There will always be students who despite our best efforts will refuse to engage. It would be nice if there was a magic formula or we could program the students so they would respond according to our wishes but that’s not the reality of teaching.
That being said, there are some things that you can do to create a culture or an atmosphere that encourages the unmotivated student to engage in their learning.
In the previous post we looked at the first way [almost] guaranteed to help motivate unmotivated students which was to interrupt the cycle of failure.
Today we will look at the remaining two (obviously this is not meant to be an exhaustive list):
2. Increase the autonomy of your unmotivated student
Another word for autonomy is choice. Autonomy is the most important principle of intrinsic motivation. The more choice someone has the more engaged they will be. I can remember doing some research on the power of autonomy in student engagement and at the same time had the opportunity to attend the Google Teacher Academy (There is one coming up in New York on the 4th & 5th of October) to become a Google certified teacher. It was there that I learnt about Google’s philosophy of giving their workers more autonomy over their tasks. They called it 20%time. It has been interesting to hear the term start to catch on in the education world.
Obviously we can’t give our students too much choice but you can start to look for ways to increase their choice. Some of the ways I do this are:
- Let the students choose between two assessment tasks
- Let the students decide where to sit
- Let the students decide where to go for an excursion
- Let the students decide their mode of learning for the day
You will be surprised at just how far a little autonomy will go for an unmotivated student.

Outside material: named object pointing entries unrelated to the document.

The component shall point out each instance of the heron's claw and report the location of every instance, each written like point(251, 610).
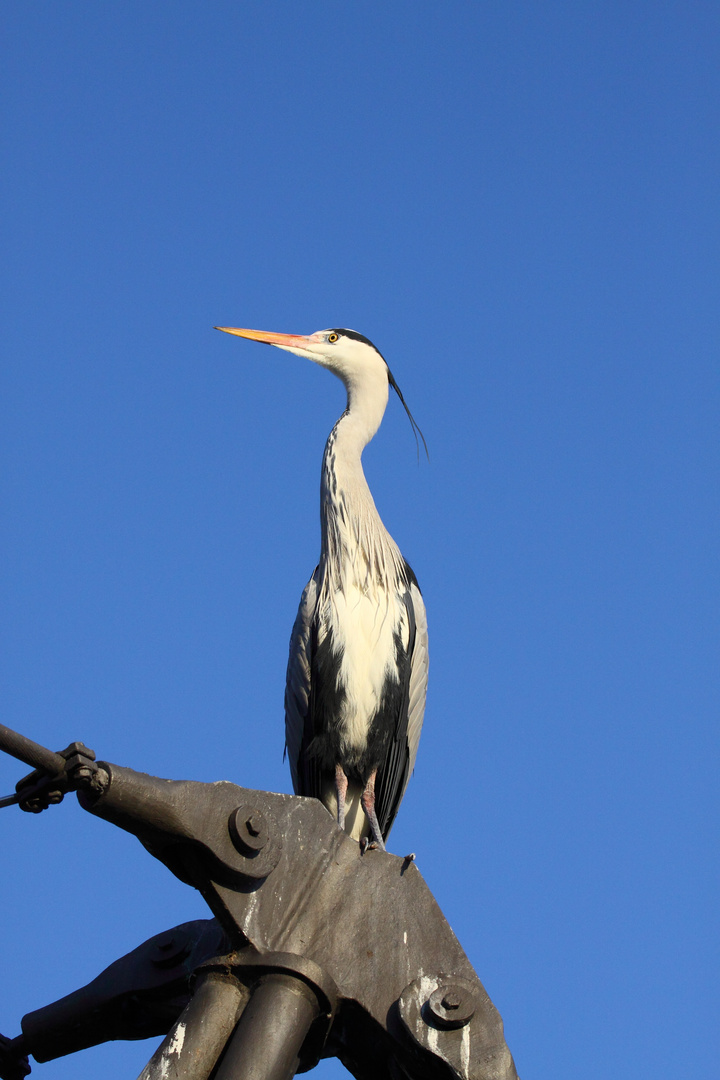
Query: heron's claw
point(40, 790)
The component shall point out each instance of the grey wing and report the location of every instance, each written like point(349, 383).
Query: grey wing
point(299, 683)
point(396, 770)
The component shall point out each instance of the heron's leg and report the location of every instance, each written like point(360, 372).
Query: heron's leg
point(368, 807)
point(341, 791)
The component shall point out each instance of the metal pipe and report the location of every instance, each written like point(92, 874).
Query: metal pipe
point(193, 1044)
point(267, 1041)
point(29, 752)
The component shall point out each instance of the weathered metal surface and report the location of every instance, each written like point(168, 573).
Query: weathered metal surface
point(330, 950)
point(268, 1041)
point(137, 997)
point(367, 920)
point(198, 1038)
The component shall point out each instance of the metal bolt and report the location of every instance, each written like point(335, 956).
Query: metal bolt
point(254, 826)
point(248, 831)
point(167, 950)
point(452, 1004)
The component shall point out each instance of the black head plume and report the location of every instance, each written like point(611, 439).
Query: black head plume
point(416, 428)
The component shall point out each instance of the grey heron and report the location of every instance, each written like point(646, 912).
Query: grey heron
point(357, 669)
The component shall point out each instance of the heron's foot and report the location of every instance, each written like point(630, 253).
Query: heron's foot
point(341, 791)
point(367, 799)
point(367, 845)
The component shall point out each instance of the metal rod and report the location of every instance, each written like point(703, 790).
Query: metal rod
point(32, 754)
point(267, 1041)
point(197, 1040)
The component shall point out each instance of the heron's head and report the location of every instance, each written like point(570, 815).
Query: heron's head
point(347, 353)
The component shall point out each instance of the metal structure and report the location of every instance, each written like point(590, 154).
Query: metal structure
point(315, 948)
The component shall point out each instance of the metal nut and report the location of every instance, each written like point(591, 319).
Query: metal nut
point(248, 831)
point(452, 1004)
point(168, 949)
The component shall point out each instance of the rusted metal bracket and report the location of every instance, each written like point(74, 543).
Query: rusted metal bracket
point(316, 950)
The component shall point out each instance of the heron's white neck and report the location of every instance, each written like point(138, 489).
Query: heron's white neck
point(356, 549)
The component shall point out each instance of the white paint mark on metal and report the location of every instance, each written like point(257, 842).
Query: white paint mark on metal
point(464, 1052)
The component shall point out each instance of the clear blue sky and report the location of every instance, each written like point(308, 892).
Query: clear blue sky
point(518, 203)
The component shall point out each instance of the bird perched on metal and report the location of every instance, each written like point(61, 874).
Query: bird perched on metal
point(357, 670)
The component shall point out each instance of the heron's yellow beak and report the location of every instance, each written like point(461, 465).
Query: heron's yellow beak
point(288, 340)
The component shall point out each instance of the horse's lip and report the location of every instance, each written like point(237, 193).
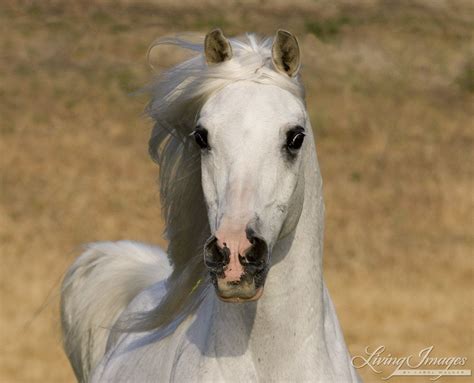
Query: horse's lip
point(258, 294)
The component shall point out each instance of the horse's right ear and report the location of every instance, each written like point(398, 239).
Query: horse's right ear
point(286, 53)
point(216, 47)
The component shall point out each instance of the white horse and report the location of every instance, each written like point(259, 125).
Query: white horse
point(242, 199)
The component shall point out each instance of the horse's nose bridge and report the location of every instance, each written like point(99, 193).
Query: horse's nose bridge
point(240, 194)
point(234, 238)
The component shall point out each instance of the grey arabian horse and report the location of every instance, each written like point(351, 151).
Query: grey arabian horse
point(240, 295)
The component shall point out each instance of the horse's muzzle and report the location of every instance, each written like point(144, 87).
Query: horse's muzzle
point(253, 266)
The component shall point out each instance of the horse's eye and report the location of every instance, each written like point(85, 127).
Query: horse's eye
point(295, 138)
point(200, 135)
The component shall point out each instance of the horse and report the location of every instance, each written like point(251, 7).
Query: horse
point(239, 296)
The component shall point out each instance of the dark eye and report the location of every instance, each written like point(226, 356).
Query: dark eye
point(295, 138)
point(200, 136)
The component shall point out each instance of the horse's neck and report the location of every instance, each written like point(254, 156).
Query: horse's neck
point(286, 324)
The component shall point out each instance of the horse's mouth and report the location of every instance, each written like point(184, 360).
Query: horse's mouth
point(238, 298)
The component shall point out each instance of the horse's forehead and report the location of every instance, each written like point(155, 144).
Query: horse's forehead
point(246, 104)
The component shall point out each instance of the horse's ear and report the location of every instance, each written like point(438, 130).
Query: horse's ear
point(286, 53)
point(216, 47)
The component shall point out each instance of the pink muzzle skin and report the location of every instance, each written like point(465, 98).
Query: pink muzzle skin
point(237, 263)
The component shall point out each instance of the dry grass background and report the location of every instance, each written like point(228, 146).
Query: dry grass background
point(390, 90)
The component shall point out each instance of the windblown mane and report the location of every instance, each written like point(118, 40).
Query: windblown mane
point(176, 99)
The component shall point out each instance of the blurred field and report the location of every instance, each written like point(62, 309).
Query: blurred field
point(390, 89)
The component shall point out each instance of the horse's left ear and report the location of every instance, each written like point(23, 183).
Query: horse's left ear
point(216, 47)
point(286, 53)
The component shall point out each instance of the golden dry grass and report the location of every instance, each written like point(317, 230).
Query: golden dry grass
point(390, 93)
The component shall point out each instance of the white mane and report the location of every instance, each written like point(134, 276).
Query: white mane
point(176, 99)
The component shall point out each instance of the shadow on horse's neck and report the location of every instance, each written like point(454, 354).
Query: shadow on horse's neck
point(292, 301)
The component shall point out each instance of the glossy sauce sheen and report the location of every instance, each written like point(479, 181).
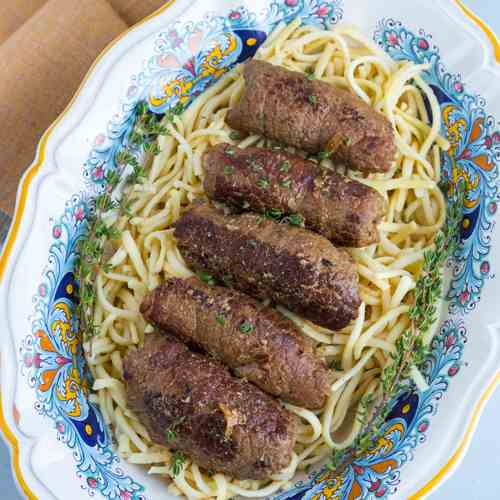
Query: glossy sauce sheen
point(221, 422)
point(314, 116)
point(256, 342)
point(343, 210)
point(290, 265)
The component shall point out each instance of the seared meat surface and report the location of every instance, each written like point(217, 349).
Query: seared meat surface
point(191, 403)
point(314, 116)
point(343, 210)
point(290, 265)
point(257, 342)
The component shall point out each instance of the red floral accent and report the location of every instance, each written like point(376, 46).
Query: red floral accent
point(392, 38)
point(449, 341)
point(79, 214)
point(37, 360)
point(98, 173)
point(464, 297)
point(56, 232)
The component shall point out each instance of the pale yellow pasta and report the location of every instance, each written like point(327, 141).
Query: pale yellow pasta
point(388, 270)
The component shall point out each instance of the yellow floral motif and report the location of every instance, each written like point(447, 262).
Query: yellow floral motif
point(210, 67)
point(458, 174)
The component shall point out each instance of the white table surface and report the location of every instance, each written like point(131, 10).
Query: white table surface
point(477, 477)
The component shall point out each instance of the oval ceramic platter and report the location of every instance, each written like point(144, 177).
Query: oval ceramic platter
point(60, 445)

3. Show the unmotivated student a value
We have got to understand that we say what we believe but we do what we value (that should go on your wall somewhere). The unmotivated student can often be won over when they see the value of what they are doing.
- I am not just talking about the value of learning (although this is important)
- I am not just talking about linking this lesson to real life (although students need a context)
It could be something as simple as “If you want to go to lunch on time, you need to finish your work”. They may not value the learning or the real life context, but if they value their lunch their motivation will suddenly increase.
At some point you need to move your students past this point to valuing their learning for what it is, but you need to meet some students where they are and incrementally cause them to grow in their intrinsic motivation and engagement.
I have found that when you:
- Interrupt the cycle of failure
- Increase the autonomy of you students
- Show your students a value
Even the most unmotivated student will [almost always] improve.
What are your thoughts?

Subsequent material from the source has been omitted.